Real World Modeling Concerns – It’s Not about Tools
By: David Shepard
This article first appeared in Direct Magazine
From time to time there are articles in the trade press and the academic press about the relative merits of Neural Nets, Logistic regression and what I’ll refer to as relatively simple but structured RFM analysis. The usual conclusion is that given
the decision to investigate a specific number of potential predictor variables, it’s not always true that neural nets will beat regression, or vice versa. The other conclusion is that both methods allow for
consideration of more variables than RFM does, and by definition that’s true. However, if all you want to look at is RFM variables, then a simple RFM analysis may be fine, and an RFM analysis guided by a CHAID
analysis, is probably the best way to handle this option, although the 125 cell technique suggested by Arthur Hughes and others also works for many people.
In reality, the decision to use one method over the other should
be strongly influenced by other considerations, such as ease of implementation, ease of explanation, the probability of detecting errors, and the expected robustness of each alternative. Of course ease of use and
ease of implementation will greatly depend on the skill sets of the individuals doing the work. What’s easy for a trained analyst or data processing person may be next to impossible for someone without that
training. (And, in my opinion, you have to be exceptionally careful about new tools that are promised to be both more sophisticated than anything else on the market, but require no prior knowledge to operate.)

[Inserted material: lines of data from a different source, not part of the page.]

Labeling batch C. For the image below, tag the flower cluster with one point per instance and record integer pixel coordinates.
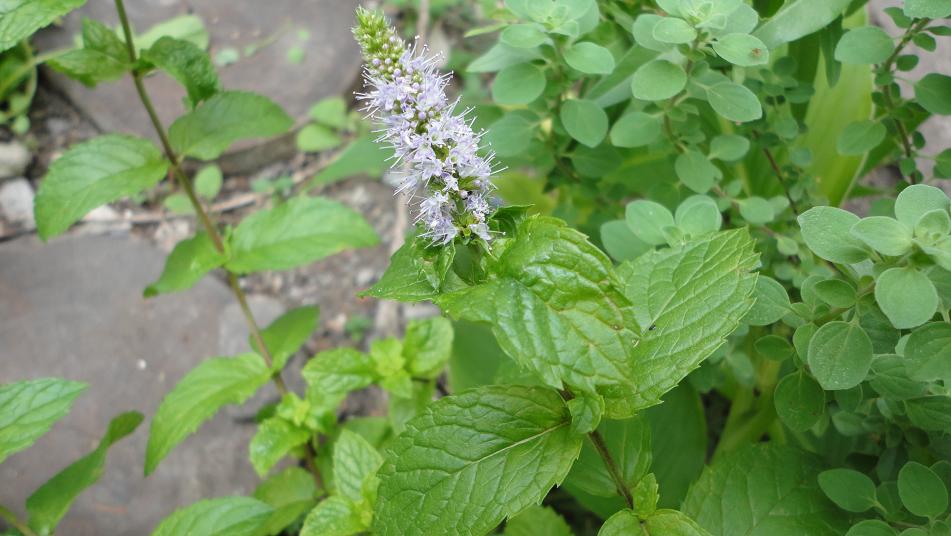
(439, 152)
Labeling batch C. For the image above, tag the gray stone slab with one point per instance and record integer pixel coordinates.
(73, 309)
(329, 66)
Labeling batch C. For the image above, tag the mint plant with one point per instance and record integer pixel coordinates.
(733, 352)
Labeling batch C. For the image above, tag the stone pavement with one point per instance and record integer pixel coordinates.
(73, 309)
(324, 60)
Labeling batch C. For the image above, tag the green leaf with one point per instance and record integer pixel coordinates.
(704, 287)
(523, 36)
(907, 297)
(93, 173)
(589, 58)
(188, 64)
(188, 262)
(315, 138)
(917, 200)
(772, 302)
(567, 322)
(928, 353)
(885, 235)
(48, 504)
(629, 442)
(860, 137)
(363, 156)
(826, 230)
(198, 396)
(742, 49)
(584, 120)
(679, 452)
(933, 93)
(864, 45)
(330, 111)
(518, 84)
(932, 413)
(729, 147)
(763, 490)
(472, 459)
(851, 490)
(674, 31)
(658, 80)
(536, 520)
(840, 355)
(291, 493)
(334, 516)
(23, 17)
(927, 9)
(229, 116)
(274, 439)
(225, 516)
(635, 129)
(922, 491)
(288, 333)
(29, 408)
(696, 171)
(800, 401)
(798, 18)
(427, 346)
(734, 102)
(355, 463)
(648, 221)
(300, 231)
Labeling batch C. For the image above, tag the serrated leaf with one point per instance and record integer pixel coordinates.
(274, 439)
(23, 17)
(29, 408)
(225, 516)
(229, 116)
(288, 333)
(629, 442)
(48, 504)
(94, 173)
(188, 262)
(355, 463)
(687, 300)
(536, 520)
(473, 459)
(763, 490)
(297, 232)
(291, 493)
(188, 64)
(198, 396)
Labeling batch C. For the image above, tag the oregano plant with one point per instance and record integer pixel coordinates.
(669, 306)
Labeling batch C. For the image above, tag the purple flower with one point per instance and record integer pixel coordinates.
(442, 169)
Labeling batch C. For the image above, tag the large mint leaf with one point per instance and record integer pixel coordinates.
(300, 231)
(555, 306)
(291, 492)
(188, 262)
(20, 18)
(209, 129)
(187, 64)
(198, 396)
(470, 460)
(763, 490)
(48, 504)
(226, 516)
(28, 409)
(687, 300)
(94, 173)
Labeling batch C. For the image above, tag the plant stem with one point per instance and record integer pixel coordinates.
(14, 521)
(206, 222)
(598, 441)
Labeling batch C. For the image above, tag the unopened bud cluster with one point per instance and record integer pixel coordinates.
(437, 148)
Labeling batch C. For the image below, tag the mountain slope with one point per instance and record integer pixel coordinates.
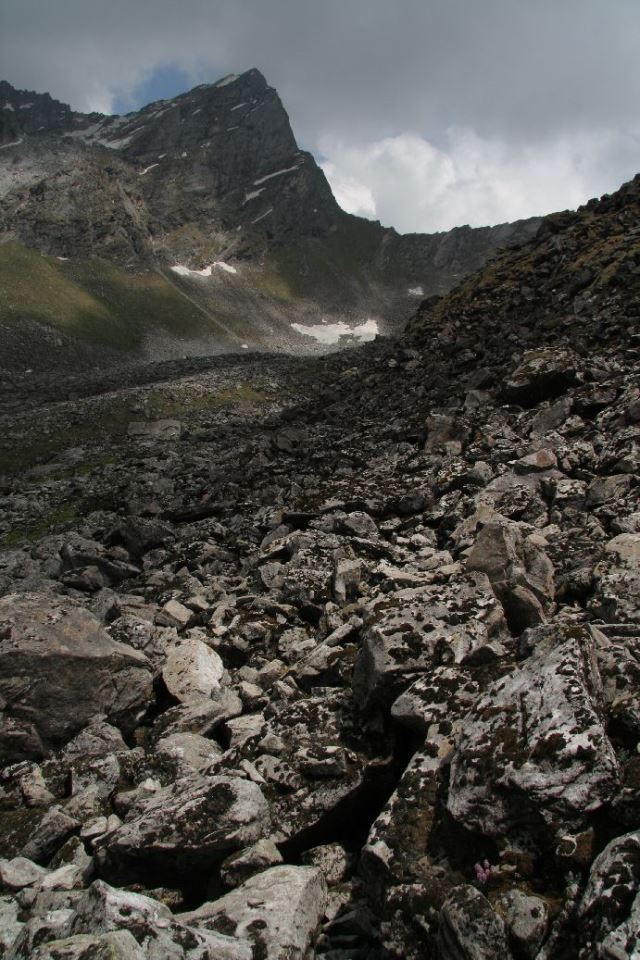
(379, 611)
(215, 175)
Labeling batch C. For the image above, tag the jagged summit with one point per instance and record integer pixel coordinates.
(212, 176)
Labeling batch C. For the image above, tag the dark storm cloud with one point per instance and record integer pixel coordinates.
(420, 107)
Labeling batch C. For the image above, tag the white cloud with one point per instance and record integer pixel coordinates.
(409, 183)
(352, 195)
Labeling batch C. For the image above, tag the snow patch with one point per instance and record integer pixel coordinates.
(278, 173)
(330, 333)
(252, 194)
(263, 215)
(205, 272)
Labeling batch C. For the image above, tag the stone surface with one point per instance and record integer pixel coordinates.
(187, 825)
(533, 755)
(58, 670)
(279, 910)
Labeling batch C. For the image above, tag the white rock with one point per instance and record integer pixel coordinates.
(282, 906)
(193, 670)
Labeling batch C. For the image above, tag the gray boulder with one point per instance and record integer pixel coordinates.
(279, 910)
(59, 669)
(533, 756)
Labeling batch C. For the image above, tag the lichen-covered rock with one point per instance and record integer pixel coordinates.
(193, 670)
(469, 928)
(120, 945)
(187, 825)
(58, 670)
(410, 631)
(533, 755)
(102, 909)
(542, 375)
(279, 910)
(519, 570)
(609, 912)
(526, 918)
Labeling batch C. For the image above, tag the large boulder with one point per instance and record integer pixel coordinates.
(541, 375)
(410, 631)
(609, 912)
(58, 670)
(279, 910)
(519, 570)
(533, 759)
(469, 928)
(186, 826)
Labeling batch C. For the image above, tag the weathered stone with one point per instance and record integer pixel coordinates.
(59, 669)
(187, 825)
(542, 375)
(193, 671)
(526, 918)
(609, 912)
(254, 859)
(408, 632)
(120, 945)
(279, 910)
(470, 928)
(20, 872)
(533, 755)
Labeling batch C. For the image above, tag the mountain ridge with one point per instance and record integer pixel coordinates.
(212, 175)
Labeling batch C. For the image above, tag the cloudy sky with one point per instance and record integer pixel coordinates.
(424, 114)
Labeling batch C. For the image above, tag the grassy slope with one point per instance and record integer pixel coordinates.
(93, 300)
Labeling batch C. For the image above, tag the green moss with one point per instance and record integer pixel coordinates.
(61, 517)
(94, 300)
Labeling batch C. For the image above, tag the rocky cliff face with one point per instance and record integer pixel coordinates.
(336, 657)
(215, 176)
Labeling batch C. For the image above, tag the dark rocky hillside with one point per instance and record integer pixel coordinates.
(336, 657)
(207, 198)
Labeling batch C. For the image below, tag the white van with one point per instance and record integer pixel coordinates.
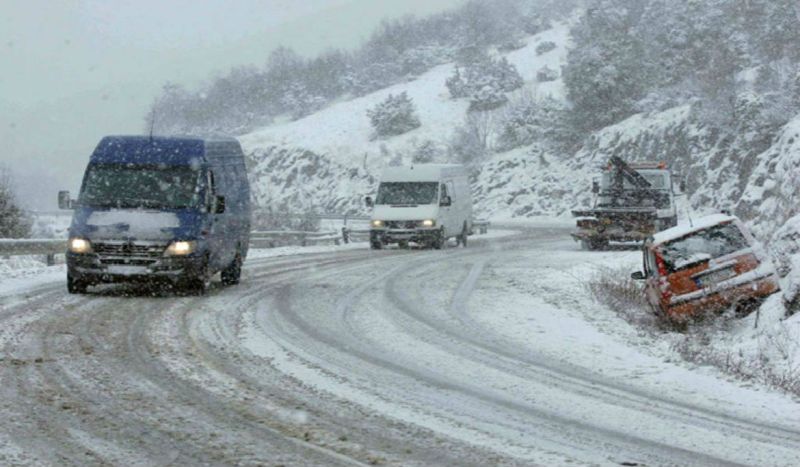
(425, 204)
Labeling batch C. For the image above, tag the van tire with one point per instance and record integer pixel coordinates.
(462, 239)
(199, 284)
(440, 240)
(233, 273)
(76, 286)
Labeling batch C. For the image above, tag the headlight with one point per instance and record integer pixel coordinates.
(180, 248)
(79, 245)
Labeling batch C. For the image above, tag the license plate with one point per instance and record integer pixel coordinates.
(123, 270)
(714, 278)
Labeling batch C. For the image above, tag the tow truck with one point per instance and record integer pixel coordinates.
(632, 202)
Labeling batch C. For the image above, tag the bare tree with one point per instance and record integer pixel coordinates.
(13, 221)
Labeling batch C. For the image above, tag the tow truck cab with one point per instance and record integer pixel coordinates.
(173, 209)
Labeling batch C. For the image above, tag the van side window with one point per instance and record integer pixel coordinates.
(451, 190)
(211, 188)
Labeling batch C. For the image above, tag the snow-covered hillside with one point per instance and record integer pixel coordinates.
(289, 158)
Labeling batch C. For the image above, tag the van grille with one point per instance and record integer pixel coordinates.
(402, 224)
(129, 252)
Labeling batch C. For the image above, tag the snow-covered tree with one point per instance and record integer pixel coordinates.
(299, 101)
(472, 141)
(394, 116)
(488, 97)
(604, 75)
(426, 152)
(13, 221)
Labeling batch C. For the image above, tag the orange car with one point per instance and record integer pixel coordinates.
(706, 268)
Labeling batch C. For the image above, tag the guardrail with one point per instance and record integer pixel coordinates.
(258, 239)
(52, 247)
(271, 239)
(350, 235)
(46, 246)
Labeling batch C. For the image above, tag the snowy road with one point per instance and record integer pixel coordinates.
(492, 354)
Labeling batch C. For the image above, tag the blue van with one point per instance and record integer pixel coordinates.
(158, 208)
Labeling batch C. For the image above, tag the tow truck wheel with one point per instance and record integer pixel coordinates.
(75, 286)
(233, 273)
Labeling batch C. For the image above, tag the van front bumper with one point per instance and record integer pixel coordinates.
(421, 235)
(90, 268)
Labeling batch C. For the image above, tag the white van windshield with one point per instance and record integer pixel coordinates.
(408, 193)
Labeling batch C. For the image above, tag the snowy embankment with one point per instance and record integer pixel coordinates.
(329, 160)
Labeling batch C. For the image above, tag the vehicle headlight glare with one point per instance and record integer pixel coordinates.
(180, 248)
(79, 245)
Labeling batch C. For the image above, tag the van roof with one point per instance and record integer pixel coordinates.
(161, 150)
(422, 172)
(697, 225)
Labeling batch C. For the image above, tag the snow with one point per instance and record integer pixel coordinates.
(696, 226)
(294, 158)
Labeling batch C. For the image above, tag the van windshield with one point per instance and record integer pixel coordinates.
(408, 193)
(137, 186)
(706, 244)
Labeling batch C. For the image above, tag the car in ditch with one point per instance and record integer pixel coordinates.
(705, 268)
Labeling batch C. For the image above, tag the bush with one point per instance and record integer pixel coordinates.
(546, 74)
(498, 75)
(527, 121)
(472, 141)
(13, 221)
(394, 116)
(426, 153)
(545, 47)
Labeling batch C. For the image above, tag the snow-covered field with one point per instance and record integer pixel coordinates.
(493, 354)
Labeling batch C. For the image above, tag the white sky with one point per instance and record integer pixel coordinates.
(73, 71)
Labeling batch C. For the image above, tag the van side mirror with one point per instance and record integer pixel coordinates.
(219, 206)
(638, 276)
(64, 201)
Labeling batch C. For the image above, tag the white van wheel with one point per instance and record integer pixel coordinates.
(440, 241)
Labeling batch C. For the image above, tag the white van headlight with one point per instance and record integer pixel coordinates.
(180, 248)
(79, 245)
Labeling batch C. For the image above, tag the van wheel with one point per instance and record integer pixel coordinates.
(462, 239)
(200, 283)
(232, 274)
(76, 286)
(440, 240)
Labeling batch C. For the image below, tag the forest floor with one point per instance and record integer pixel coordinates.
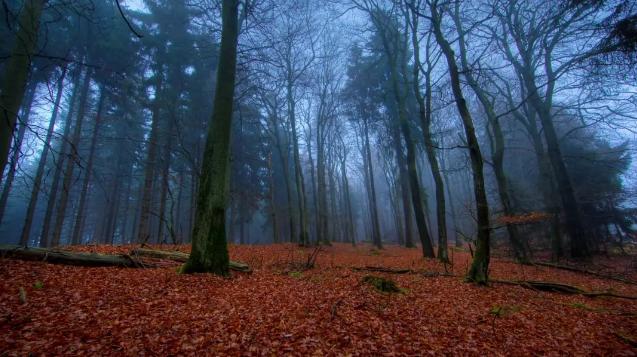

While measuring the relatively performance of alternative
techniques is fun to do and fun to read about, it really doesn’t get to the heart of the modeling problem. The core-modeling problem is not about spreading an average response rate or an average order, given a
data set based on one or more past promotions, that’s easy, it’s about developing a modeling methodology that can be adapted to a changing environment.
Some of the key questions that modelers have to answer
before choosing a tool to produce an equation or a series of equations to predict some outcome are listed below. As you go through them you’ll see that many of the questions have to do with the integrity of the
data, others have to do with your business processes and your marketing strategy. Questions about modeling tools pale in comparison to these concerns.
- Is the data you’re working with accurate, not accurate in the sense of being right to the last decimal point, but rather are the definitions
correct? Are returns really returns, are claims really claims, are customer start dates really start dates, or the date there was a conversion from one system to another, and so on.
- Is the mail file complete, or just what was available? Are all the responses or orders accounted for?
- Do the values of the predictive variables you are working with reflect the customer’s values at the time of name selection, or were they
gathered at some later date -- worse case, at or after the time the promotion was completed.
- Which independent predictor variables have an effect on the dependent variable, the event we are trying to predict? Is the effect the same
across all sub-segments of the file?
If not, and if the differences are significant, then you may require multiple models, one for each segment, or you may have to build “Interaction variables” into the model to capture the effect of the different sub-populations.
- Is the relationship between a suspected independent predictor variable and the dependent variable linear, best represented by a single straight
line, or better represented by a curved line or a series of broken lines. If you want an accurate prediction this question needs to be answered.
- Is the population on which the model will be used the same as the population from which the model was built? If, for example, it was built on
customers on the file for some time, it probably won’t apply to new customers.
- How is the model intended to be used? If customers with high scores are to mailed or called as frequently as a model might suggest, have you
correctly taken fatigue and cannibalization into account?
- Has the offer changed significantly? A model built on a soft offer may not work on a hard offer, and probably won’t if the difference is
significant.
- How will categorical variables, with lots of possibilities be handled? For example product line purchases. If you use simple dummy variables to
indicate purchase or non-purchase, when the number of categories exceeds five or six the results becomes unstable and Principal Components Analysis, where patterns of purchase can be identified and quantified,
is probably a better solution.
- If you are going to use household level demographic data, as opposed to geography based data, how are you going to handle non-matches and
missing values on matched records?
- If your business requires both a response and a conversion, should you model both separately, or try to model conversions directly?
Strategically it makes a difference.
- If you have lots and lots of data from many promotions, how do you use all of it? Average it, weight it, build seasonal models, just use the
last promotion and “forgetaboutit” There are lots and lots of choices and there are no definitive solutions.
So, these are the “real life” issues that you and you modelers
need to be thinking about. Once you answer these questions you can use any tool you like to arrive at a final equation or set of equations – provided you know how to use the tool you selected. Remember,
there’s nothing more dangerous than the wrong person using the right tool.